Even the apparent severity of the contours is deceptive. Lipsky’s edges are delicately modulated, softened by the evidence of underlying layers of color, while the symmetry of her basic layout is subject to wide variation, as she subtly adjusts levels and widths or, like an inspired musician, inverts or syncopates her stated themes. The eye-testing trilogy of blue and gray paintings that includes Glauconome, Cousin Joe, and For Sigmund Engelberg (2005-06), for example, makes likeness and unlikeness into high drama, as Lipsky forces us to consider how varied tonal rhythms, shifts in level, and elusive nuances of color can alter perceptions. The overall deployment of color is often symmetrical, while the proportion of individual color zones is not. These conflicts tug at our vision, keeping us engaged and a little off balance.
Lipsky is a master of colors that not only defy naming but sometimes appear to elude seeing. A series of grid paintings from the early ’90s, not included in the show, were improvisations on permutations of blackness — seemingly monochromatic checkerboards of thickly worked planes that fractured, on close inspection, into a multiplicity of “colors.” A more recent, apparently straight-forward series at Elizabeth Harris, constructed with a restricted palette of clear reds and blues, makes the slightest difference between almost identical colors seem overwhelmingly important.

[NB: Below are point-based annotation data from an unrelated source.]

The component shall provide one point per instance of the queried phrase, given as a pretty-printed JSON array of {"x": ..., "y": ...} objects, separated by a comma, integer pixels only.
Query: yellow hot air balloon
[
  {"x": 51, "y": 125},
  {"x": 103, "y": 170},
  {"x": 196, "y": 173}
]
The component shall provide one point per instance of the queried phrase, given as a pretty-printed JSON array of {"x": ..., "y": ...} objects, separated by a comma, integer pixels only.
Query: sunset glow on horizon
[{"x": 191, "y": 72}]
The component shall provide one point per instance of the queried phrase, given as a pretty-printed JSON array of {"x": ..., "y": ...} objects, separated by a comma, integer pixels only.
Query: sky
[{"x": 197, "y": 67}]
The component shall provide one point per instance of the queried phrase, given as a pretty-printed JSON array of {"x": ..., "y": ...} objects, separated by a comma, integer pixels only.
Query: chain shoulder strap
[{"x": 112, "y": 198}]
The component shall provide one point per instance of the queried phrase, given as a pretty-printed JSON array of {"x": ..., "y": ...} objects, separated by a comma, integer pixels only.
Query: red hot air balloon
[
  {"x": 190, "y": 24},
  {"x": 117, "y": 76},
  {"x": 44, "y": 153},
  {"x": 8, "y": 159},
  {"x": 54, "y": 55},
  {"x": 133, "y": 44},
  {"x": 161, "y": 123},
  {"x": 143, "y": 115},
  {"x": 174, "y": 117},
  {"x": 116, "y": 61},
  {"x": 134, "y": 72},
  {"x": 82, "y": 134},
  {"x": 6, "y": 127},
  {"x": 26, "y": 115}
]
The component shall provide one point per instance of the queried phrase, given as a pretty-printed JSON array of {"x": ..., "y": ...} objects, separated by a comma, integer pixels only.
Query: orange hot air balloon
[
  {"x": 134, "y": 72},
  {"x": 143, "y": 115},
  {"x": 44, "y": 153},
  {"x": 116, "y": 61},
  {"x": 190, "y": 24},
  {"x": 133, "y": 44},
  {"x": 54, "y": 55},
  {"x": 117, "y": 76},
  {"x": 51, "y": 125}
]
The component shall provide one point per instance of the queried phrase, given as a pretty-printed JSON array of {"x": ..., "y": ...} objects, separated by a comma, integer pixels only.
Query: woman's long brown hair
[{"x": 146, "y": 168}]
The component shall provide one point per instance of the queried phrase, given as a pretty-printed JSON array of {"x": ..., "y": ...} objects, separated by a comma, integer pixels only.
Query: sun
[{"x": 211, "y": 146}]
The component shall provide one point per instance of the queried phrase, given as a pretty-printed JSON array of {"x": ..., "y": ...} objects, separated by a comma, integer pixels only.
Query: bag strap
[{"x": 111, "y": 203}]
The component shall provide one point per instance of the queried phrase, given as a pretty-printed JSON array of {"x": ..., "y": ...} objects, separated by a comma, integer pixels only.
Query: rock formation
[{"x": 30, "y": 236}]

Lipsky’s most recent paintings are notable not only for the excitement she elicits from small distinctions — a rising pattern of horizontal breaks becomes a formidable challenge to a descending one, for example — but also for her uncanny ability to conjure up diverse moods, even places, through color. Remembered landscapes, changing seasons and seaside light haunt a gamut of blues from pure cerulean to slate, and a range of luminous grays pulse between lavender and green, or pale to pure atmosphere. The frontality of the paintings’ assertive surfaces notwithstanding, their space is unstable. Paired darks and lights, bracketing or interrupting the canvas, create momentary depths and then flatten out: staggered horizontal divisions combine with evocative hues to suggest everything from distant views to aggressive architecture. Lipsky’s complex, richly allusive visual counterpoint demands that we pay close attention to her paintings as paintings — mentally measuring, comparing colors and proportions, focusing intensely on her economical means — and then rewards us by setting free our imaginations.